La visualizzazione di un contenuto DICOM da parte di un visualizzatore DICOM salta il preambolo, per cui non dovrebbero esserci problemi a meno che l’utente non vada ad attivare il programma in altro modo.

Dispositivi di scambio

CD e DVD sono per loro stessa natura read-only e quindi non modificabili, tuttavia la contraffazione può avvenire a monte della masterizzazione. USB ed allegati mail d’altra parte sono scrivibili e possono essere modificati. A meno di una modifica a monte, questi sono da considerare sicuri solo se associati a sistemi di sicurezza, crittografia etc.

L’invio di immagini sul network, via protocollo DICOM, disabilita il preambolo, la parte del file contenente il malware, pertanto si evitano contaminazioni di PACS (Archivi di immagini) che, tuttavia, possono essere contaminati se l’invio avviene in altro modo, ad esempio via DICOM Web Services. Ancora una volta, il contenuto malevolo può rimanere ma va eseguito in una seconda fase dell’attacco.

Archivi

I sistemi di archiviazione DICOM devono abilitare opzioni per avere un preambolo sicuro, e.g.: un preambolo vuoto, o sicuro, alcuni ricevitori aggiungono 128 bytes di 00H. Chiaramente la rimozione del preambolo rimuoverà la compatibilità con i visualizzatori di immagini non-DICOM utilizzati per studi particolari come la digital pathology, in cui vengono usate delle librerie TIFF (Tagged Image File Format) ben collaudate per il processing e l’analisi delle immagini di microscopio digitalizzate.

A rafforzare ciò occorre un rigido controllo degli accessi, antivirus ed uno scanner per validare i file.

Formato del preambolo

Come già detto, il preambolo viene usato solo per i file non DICOM, se il sistema di ricezione è DICOM e legge solo quella parte del file, estraendola ed inserendola in un database e scartando il resto il malware non verrà salvato, a meno che non venga eseguito inducendo l’utente a compiere altre azioni.

Per i file non-DICOM è importante adottare una tecnica white list: sapere i formati accettabili in modo da far scattare allarmi in caso di non corrispondenza.
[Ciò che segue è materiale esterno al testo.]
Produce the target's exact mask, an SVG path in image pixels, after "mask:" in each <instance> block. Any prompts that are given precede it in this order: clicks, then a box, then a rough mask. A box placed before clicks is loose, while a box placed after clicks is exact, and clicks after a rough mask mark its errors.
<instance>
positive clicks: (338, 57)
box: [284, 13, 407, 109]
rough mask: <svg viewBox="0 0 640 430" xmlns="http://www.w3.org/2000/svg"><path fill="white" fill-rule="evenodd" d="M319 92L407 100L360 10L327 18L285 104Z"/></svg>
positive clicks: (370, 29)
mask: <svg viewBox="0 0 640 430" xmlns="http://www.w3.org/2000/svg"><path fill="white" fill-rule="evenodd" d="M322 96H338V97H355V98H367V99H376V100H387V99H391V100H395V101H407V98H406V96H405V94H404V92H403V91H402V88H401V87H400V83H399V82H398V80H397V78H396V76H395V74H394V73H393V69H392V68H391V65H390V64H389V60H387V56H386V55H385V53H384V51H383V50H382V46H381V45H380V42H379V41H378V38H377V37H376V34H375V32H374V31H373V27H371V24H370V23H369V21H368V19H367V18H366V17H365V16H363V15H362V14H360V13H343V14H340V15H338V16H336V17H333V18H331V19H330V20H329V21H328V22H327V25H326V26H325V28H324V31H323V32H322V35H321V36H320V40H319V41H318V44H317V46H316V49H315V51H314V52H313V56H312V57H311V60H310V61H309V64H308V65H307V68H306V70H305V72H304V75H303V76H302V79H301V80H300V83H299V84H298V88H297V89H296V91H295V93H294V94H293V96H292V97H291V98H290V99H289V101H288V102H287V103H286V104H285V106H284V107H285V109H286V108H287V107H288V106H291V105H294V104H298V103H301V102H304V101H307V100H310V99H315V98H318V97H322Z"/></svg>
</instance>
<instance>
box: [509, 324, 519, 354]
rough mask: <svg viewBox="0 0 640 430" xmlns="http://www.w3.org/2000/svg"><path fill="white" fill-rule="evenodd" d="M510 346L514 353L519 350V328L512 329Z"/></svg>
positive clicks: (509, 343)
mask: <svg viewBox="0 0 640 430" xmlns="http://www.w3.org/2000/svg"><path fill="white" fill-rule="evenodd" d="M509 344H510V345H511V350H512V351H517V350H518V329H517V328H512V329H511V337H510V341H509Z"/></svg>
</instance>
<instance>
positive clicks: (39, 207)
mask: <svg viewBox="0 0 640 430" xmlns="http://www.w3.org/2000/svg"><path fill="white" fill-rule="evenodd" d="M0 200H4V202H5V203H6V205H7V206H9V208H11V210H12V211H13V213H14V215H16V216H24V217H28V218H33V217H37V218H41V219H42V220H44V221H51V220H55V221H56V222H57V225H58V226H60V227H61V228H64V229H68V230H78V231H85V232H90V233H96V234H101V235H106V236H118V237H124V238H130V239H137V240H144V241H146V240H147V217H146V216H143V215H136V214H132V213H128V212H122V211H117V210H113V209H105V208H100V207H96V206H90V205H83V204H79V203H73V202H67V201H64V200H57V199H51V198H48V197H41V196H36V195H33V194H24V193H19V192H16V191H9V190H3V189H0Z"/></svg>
Ad esempio, un preambolo valido per file d’immagine TIFF è MM\x00\x2a oppure II\x2a\x00.

Conclusioni

Come visto il preambolo, per quanto sia una falla nella sicurezza, risulta molto utile se correttamente utilizzato e controllato. Alcuni metodi di prevenzione già esistono, bisogna curarsi di attivarli e gestirli in maniera appropriata. Altri possono essere facilmente impostati dagli esperti del settore.

Di base ci sono sempre le normali precauzioni e l’attenzione dell’utente a non eseguire accidentalmente programmi indesiderati.